The house I stay in is a big one divided into 6 portions – 3 in the ground floor, 2 in the first floor and 1 in the 2nd floor. I and my friends live in the ground floor. One of the other houses in the ground floor is occupied by 6 Telugu-speaking guys (hereafter referred to as the “guys”) and the other ground floor house has a Bengali husband and wife (21 yr old girl, just married, can speak only Bengali, no English, butler Hindi). The house owner stays in one of the first floor portions. The motor switch is inside the owner’s house and my owner aunty has a big problem with her hearing (she has a hearing-aid, but I have never seen her using it).
Now, our house and the guys’ house are separated by only a thin wall and we can hear whatever they are singing (which is not very pleasant to hear, trust me). During the IPL, they were staunch supporters of the Deccan Chargers while we were supporting Chennai Super Kings. On the day of the first semi-final – between the Deccan Chargers and the Delhi Daredevils (in which Gilchrist showed no mercy on any of the DD bowlers), I had a chat with one of the guys. He was obviously very happy about Gilchrist’s form and told me DC will win the cup. I was super confident about Dhoni and Co. that I told him, “No way, CSK are gonna win. Last time we came so close. This time we are not leaving without the cup.” Sigh!!!! We didn’t even make it to the Finals. The next day (after Chennai lost to Bangalore) when we met again, he gave me a sarcastic smirk. I should have been furious, but I didn’t coz, let’s face it, the guy was cute!!! ;-)

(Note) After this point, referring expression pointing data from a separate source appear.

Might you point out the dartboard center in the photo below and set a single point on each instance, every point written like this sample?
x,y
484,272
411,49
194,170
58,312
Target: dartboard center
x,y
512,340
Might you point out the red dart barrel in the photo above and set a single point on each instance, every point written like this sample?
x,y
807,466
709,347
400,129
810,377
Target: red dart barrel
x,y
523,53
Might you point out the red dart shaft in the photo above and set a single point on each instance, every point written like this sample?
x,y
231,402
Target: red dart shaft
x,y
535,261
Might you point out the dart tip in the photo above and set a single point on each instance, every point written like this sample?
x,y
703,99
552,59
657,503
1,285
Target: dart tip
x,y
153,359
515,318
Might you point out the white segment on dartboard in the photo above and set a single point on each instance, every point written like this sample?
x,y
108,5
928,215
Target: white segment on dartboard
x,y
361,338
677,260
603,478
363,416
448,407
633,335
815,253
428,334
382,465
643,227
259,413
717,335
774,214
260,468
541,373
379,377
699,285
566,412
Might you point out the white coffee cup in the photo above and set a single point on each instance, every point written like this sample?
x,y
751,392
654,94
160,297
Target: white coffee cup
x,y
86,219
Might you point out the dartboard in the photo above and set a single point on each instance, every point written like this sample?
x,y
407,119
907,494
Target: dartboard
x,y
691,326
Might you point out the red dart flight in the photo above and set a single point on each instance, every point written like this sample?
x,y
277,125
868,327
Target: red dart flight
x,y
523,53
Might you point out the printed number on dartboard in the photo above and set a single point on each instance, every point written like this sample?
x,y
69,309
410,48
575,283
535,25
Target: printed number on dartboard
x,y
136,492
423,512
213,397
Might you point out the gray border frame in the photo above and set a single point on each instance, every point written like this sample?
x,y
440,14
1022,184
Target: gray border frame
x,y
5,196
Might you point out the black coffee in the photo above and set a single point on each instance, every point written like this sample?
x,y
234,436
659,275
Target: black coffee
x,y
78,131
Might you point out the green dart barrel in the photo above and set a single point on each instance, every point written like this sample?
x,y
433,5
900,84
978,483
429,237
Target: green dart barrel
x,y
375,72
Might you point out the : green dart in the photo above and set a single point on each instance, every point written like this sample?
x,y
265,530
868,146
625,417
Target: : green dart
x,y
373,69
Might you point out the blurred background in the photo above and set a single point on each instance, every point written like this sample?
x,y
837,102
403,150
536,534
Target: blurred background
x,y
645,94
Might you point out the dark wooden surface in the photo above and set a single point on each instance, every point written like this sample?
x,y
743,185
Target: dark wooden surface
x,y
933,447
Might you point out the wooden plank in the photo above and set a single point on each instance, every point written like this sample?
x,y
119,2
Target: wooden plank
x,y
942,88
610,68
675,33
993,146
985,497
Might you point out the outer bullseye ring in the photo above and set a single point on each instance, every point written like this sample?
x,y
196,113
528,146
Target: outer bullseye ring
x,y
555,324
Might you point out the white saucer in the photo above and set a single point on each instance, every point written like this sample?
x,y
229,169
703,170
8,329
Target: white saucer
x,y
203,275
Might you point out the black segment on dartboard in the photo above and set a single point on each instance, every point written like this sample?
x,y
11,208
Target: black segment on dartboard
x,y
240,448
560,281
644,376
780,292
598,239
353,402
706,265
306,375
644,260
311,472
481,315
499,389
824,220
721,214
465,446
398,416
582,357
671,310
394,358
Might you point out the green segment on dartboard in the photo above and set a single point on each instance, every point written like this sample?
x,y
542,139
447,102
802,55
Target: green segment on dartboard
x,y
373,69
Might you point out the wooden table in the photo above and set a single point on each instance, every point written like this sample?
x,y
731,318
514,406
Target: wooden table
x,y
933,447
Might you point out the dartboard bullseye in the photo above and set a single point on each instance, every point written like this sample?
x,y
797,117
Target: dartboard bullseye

My room mate is travelling to the U.S. for a couple of months and we wanted to make her feel how much we were going to miss her, so we decided to treat her and let her pay the bill (ok, I can hear that “idhellam oru pozhappah?”)… We decided to keep it simple (month-end, you see) and agreed upon ordering pizza. I was given the task of calling up Pizza Hut and placing the order.
Pizza Hut Guy (PHG): Hello, Pizza Hut. I am Nixon, how can I help you?
Me: Hello! I am Sandhya. I am calling from Tiruvanmiyur. I wanna order pizza for four people.
PHG: Could you please repeat your name again?
Me: He can’t even get my name right. OMG, how am I gonna tell him what Pizza, what toppings and everything? I am Sandhya.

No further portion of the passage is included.